I've been working in the electronics industry since about 1979, and I've worked on just about everything from 2-way radio equipment to projection televisions, watthour meters and automated test equipment. About a year ago, Wayne asked me if I knew anyone who might be able to help him build an all-electronic harmonica. I jumped at the opportunity.
At that point, he had been working with a MIDI computer chip, and that enabled us to build an instrument that responded fairly well, however, changing keys required sending System Exclusive messages, and breath dynamics required a voltage controlled amplifier applied to the entire audio signal. This also meant that note volume could not be controlled individually.
In the end, our prototype was still a very playable instrument, but we felt we could do a great deal better. We made a list of things that we wanted to improve. These included:
Increasing the number of notes to 22.
Individual dynamic control of each note.
A touch-screen display.
The ability to change keys on the fly.
The ability to modify tuning and create tunings on-board.
On-board generation of sounds with headphone and line-out.
MIDI-Out for use with Garage Band and off-board synths.
Rechargeable built-in battery, providing enough power to last at least a few hours.
Easy to re-charge or provide external power via USB.
Firmware that can be upgraded in the field.
The design challenges are substantial. We needed a low-power but fast processor, with the ability to read multiple analog inputs. To build the software in a reasonable amount of time, we needed a high level language, but we also needed fast and efficient code, so we chose the Cypress PSoC 5, which we program in C.
The next challenge was finding a way to generate sounds on board. There are a number of ways to do this, but we found a MIDI Codec built by VLSI. It provides easy access to 128 different sounds.
We wanted to provide an intuitive user I/O and found a back-lit 3.5"high resolution color touch-screen display with an integrated touch screen sensor. We'll be integrating this into the system design.
We needed a way to charge the internal battery, so we're providing a USB port that will charge that battery. But the USB port will also allow for in-the-field firmware upgrades, as well as the ability to save and upload settings.
What does this all mean? It means that we are creating a versatile instrument that is flexible and upgradeable - an instrument that is easy to play, but responsive enough to satisfy the virtuoso. From an engineering viewpoint, this thing just rocks.

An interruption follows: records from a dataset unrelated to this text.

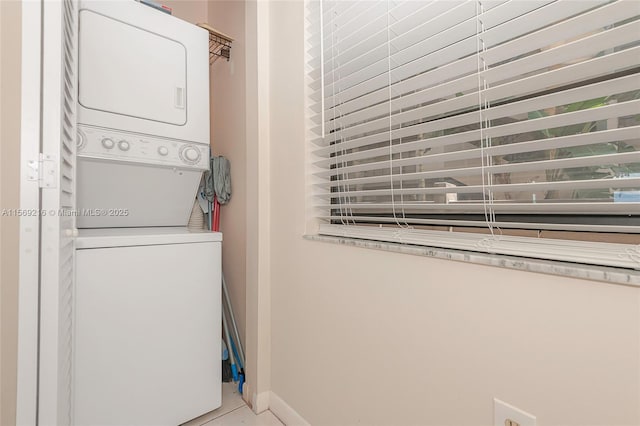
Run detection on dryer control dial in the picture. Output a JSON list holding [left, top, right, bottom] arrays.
[[118, 140, 131, 151], [180, 145, 201, 164], [102, 138, 115, 149], [76, 129, 87, 151]]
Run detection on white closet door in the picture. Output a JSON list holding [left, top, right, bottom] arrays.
[[38, 0, 78, 425]]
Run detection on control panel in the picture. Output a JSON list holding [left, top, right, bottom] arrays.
[[77, 125, 209, 170]]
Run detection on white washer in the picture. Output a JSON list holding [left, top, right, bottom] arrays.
[[73, 228, 222, 426], [76, 125, 209, 228]]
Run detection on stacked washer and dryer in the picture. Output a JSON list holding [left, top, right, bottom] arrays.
[[73, 0, 222, 426]]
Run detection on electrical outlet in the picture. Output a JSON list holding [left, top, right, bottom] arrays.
[[493, 398, 536, 426]]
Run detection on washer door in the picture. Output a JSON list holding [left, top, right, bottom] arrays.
[[78, 10, 187, 126]]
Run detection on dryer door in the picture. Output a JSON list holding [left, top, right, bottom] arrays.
[[78, 10, 187, 126], [76, 0, 210, 145]]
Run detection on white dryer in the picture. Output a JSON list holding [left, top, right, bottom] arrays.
[[77, 0, 210, 228], [72, 228, 222, 426], [78, 0, 209, 145]]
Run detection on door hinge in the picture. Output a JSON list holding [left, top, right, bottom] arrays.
[[27, 153, 58, 188]]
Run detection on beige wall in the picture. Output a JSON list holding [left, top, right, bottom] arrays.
[[269, 1, 640, 426], [208, 0, 247, 352], [158, 0, 208, 24], [0, 1, 21, 425], [166, 0, 247, 350]]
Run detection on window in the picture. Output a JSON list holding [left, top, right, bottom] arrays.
[[307, 0, 640, 268]]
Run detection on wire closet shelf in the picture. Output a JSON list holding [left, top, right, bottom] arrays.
[[198, 24, 233, 64]]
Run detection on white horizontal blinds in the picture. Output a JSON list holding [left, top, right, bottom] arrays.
[[309, 0, 640, 230]]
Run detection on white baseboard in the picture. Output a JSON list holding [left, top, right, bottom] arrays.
[[251, 391, 271, 414], [269, 392, 311, 426]]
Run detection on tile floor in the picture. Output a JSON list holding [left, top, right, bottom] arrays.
[[182, 383, 284, 426]]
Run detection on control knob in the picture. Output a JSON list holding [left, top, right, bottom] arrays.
[[102, 138, 115, 149], [118, 140, 131, 151], [180, 146, 201, 164], [76, 129, 87, 151]]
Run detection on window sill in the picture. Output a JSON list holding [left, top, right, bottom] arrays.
[[304, 235, 640, 287]]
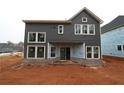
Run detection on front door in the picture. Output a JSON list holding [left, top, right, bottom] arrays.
[[60, 47, 70, 60]]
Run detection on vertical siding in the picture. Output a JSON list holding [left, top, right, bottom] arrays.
[[101, 27, 124, 57]]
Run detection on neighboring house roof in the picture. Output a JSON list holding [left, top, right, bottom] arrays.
[[69, 7, 103, 24], [23, 7, 103, 24], [23, 20, 71, 24], [101, 16, 124, 34]]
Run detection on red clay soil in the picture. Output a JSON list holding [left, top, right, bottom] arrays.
[[0, 57, 124, 85]]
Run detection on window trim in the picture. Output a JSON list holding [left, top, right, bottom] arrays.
[[86, 46, 100, 59], [58, 25, 64, 34], [26, 45, 46, 59], [74, 24, 95, 35], [50, 46, 56, 58], [82, 17, 88, 22], [117, 45, 124, 52], [28, 32, 46, 43]]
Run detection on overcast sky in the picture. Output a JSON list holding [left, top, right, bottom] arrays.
[[0, 0, 124, 43]]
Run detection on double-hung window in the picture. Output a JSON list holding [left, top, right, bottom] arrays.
[[75, 24, 81, 34], [75, 24, 95, 35], [28, 32, 46, 43], [27, 46, 45, 58], [81, 24, 88, 34], [58, 25, 64, 34]]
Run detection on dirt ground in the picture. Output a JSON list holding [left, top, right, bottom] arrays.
[[0, 56, 124, 85]]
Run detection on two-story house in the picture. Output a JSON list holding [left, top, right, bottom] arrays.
[[23, 7, 103, 62]]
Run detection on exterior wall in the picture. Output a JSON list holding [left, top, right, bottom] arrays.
[[24, 10, 100, 58], [101, 26, 124, 57], [71, 44, 85, 58]]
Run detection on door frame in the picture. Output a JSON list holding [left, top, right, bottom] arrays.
[[60, 47, 71, 60]]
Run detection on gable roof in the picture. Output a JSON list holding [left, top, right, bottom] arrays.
[[101, 16, 124, 34], [69, 7, 103, 24], [23, 7, 103, 24]]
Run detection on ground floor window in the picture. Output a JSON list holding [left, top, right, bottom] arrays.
[[28, 47, 35, 58], [86, 46, 100, 58], [27, 46, 45, 58], [51, 47, 56, 57]]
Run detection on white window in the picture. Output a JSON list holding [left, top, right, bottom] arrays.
[[28, 32, 46, 43], [74, 24, 95, 35], [82, 24, 88, 34], [27, 46, 45, 58], [51, 47, 56, 57], [58, 25, 64, 34], [28, 32, 36, 42], [86, 46, 100, 59], [82, 17, 87, 22], [89, 24, 95, 34], [75, 24, 81, 34]]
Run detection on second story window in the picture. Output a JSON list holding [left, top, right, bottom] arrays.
[[75, 24, 95, 35], [58, 25, 64, 34], [28, 32, 36, 42], [28, 32, 46, 43], [82, 17, 87, 22]]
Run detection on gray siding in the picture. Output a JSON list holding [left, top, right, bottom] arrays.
[[24, 11, 100, 58]]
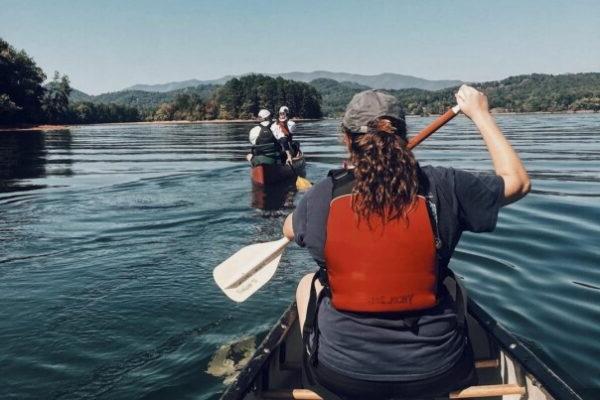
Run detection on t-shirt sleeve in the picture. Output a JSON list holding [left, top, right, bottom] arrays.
[[292, 178, 333, 261], [452, 170, 504, 232], [248, 126, 260, 144], [288, 121, 296, 133], [271, 124, 285, 140]]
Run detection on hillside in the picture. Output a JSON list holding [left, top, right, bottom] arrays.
[[119, 71, 461, 92], [70, 73, 600, 117], [121, 75, 233, 93], [391, 72, 600, 114], [309, 78, 370, 116], [277, 71, 462, 90], [69, 85, 218, 110], [311, 73, 600, 116]]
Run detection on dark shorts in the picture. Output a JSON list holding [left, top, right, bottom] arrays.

Just imagine if you were the first to know about the synthetic piano (keyboards) or synthetic drums, well you might have missed those but how about the World’s First MIDI-Multi-Breath Controller, the Xharp. If all goes well, you could be helping us make history. Just imagine a couple of years from now, a little girl sitting quietly in the back seat of the mini-van wearing headphones and playing her Xharp along with pre-recorded jam tracks in a world of her own, quiet as a mouse, happy as a clam. That’s the goal. To make an instrument so easy and fun that a child will love to play it and so cool and sophisticated that a professional musician will love it as well.
Just as the synthesizer keyboard never really could replace a real piano they have carved out their own niche. The Xharp was not designed to replace the harmonica, just give a new twist on an old instrument and hopefully attract a whole new crop of musicians and non-musicians alike. These days everything is going the way of I-Phone, I-Pad, the X-Harp will plug right in and yes, there will be “an App for That”.